Patients present with severe epigastric abdominal pain that radiates to the back. This pain usually worsens after meals.
Patients with acute pancreatitis develop a severe loss of appetite, or anorexia.
With acute pancreatitis, patients feel nauseous and sometimes have severe vomiting.
Elevated serum amylase and lipase levels, in combination with severe abdominal pain, often trigger the initial diagnosis of acute pancreatitis. However, enzymes have no role in assessing disease severity. Lipase is more sensitive for alcohol-induced pancreatitis, and if the lipase level is about 2.5 to 3 times that of amylase, it is suggestive of pancreatitis due to alcohol. Lipase is also more specific than amylase.
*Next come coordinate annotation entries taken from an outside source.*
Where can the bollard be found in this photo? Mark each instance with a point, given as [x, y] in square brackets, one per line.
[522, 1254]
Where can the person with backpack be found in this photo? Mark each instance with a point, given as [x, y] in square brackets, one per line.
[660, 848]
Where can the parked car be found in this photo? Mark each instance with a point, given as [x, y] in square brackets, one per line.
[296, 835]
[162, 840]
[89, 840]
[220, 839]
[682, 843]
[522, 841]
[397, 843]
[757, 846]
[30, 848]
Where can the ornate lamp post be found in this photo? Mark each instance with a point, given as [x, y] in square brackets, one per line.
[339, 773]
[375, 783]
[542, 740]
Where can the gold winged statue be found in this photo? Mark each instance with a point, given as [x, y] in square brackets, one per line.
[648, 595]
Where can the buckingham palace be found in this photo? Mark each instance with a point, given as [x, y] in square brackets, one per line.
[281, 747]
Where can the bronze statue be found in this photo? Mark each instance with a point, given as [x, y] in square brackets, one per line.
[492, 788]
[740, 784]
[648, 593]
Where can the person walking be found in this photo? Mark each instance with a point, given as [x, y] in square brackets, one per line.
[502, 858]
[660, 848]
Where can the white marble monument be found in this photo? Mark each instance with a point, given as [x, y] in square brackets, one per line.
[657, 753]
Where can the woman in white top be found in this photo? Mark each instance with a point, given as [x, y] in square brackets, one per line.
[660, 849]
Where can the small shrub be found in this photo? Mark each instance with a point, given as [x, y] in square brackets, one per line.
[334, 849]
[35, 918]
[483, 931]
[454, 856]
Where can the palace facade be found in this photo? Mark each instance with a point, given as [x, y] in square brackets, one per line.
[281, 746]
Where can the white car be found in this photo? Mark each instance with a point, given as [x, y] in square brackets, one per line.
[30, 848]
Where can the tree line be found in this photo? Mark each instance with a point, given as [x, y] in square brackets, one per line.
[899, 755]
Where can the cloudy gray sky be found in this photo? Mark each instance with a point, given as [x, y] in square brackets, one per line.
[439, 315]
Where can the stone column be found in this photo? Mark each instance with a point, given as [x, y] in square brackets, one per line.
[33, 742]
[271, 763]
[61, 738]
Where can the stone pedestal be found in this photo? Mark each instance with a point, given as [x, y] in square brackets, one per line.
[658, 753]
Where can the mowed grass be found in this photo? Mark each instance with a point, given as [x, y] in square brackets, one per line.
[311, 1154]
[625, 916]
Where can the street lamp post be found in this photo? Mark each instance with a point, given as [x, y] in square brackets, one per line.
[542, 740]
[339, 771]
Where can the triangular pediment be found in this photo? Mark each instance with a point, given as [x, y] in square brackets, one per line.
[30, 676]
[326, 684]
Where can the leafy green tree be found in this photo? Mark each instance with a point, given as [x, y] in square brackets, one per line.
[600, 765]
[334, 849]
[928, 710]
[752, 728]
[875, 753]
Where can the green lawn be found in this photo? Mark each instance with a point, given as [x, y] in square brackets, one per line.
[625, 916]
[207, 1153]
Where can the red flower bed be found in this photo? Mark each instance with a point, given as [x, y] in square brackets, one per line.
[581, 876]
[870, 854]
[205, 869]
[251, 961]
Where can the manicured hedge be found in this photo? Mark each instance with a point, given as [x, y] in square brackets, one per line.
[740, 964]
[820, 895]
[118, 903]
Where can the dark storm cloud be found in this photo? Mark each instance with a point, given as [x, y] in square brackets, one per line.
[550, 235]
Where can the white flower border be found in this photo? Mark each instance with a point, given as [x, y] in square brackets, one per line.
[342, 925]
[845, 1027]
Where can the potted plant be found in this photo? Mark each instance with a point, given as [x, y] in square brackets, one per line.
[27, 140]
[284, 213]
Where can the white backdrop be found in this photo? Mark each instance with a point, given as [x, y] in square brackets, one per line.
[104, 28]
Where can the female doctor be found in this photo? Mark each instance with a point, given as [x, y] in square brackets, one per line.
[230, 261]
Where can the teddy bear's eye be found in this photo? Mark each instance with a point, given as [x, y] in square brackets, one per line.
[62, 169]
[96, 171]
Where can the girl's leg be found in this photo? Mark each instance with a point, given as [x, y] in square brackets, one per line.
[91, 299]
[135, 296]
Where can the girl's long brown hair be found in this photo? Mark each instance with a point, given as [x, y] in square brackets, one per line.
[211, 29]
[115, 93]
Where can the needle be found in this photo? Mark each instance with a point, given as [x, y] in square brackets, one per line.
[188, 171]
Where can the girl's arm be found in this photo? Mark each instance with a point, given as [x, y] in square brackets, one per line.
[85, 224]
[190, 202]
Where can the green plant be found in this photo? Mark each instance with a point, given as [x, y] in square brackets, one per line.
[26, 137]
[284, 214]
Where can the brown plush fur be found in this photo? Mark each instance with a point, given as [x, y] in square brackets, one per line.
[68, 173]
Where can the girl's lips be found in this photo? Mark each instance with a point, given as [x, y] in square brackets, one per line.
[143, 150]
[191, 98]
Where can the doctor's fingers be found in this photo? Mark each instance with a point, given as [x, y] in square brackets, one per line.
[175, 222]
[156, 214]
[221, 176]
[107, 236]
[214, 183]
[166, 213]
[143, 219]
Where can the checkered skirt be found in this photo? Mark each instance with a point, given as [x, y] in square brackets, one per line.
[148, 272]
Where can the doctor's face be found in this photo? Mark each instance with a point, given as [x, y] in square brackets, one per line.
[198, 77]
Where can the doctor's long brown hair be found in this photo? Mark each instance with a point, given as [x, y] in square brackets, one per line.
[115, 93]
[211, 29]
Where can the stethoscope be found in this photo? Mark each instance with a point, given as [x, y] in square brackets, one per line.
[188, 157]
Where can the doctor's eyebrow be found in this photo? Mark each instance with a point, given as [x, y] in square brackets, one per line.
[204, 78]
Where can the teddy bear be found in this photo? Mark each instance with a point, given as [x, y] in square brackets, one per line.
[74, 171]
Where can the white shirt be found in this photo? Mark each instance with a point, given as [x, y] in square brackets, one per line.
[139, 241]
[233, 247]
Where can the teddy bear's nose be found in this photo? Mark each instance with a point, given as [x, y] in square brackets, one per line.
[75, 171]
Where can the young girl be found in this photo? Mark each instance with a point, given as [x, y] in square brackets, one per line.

Pancreatitis may progress to DIC (disseminated intravascular coagulation), which is a consumptive thrombotic-hemorrhagic disease. It may present with abnormal bleeding, kidney or liver failure, and shock.
Pancreatic necrosis can subsequently lead to infection. Pathogens are typically gut microflora such as E. coli or Klebsiella. Treatment includes antibiotics and/or surgical debridement.
This is caused primarily by precipitation of calcium soaps in the abdominal cavity. When the pancreas is damaged, free fatty acids are generated by the action of pancreatic lipase. Insoluble calcium salts are present in the pancreas, and the free fatty acids avidly chelate the salts, resulting in calcium deposition in the retroperitoneum (saponification). Hypocalcemia can present with tetany.
SIRS (systemic inflammatory response syndrome) is a serious complication of acute pancreatic disease and occurs due to cytokine activation and widespread systemic inflammation. SIRS is associated with multi-organ failure, notably ARDS (acute respiratory distress syndrome) and renal failure, as well as shock.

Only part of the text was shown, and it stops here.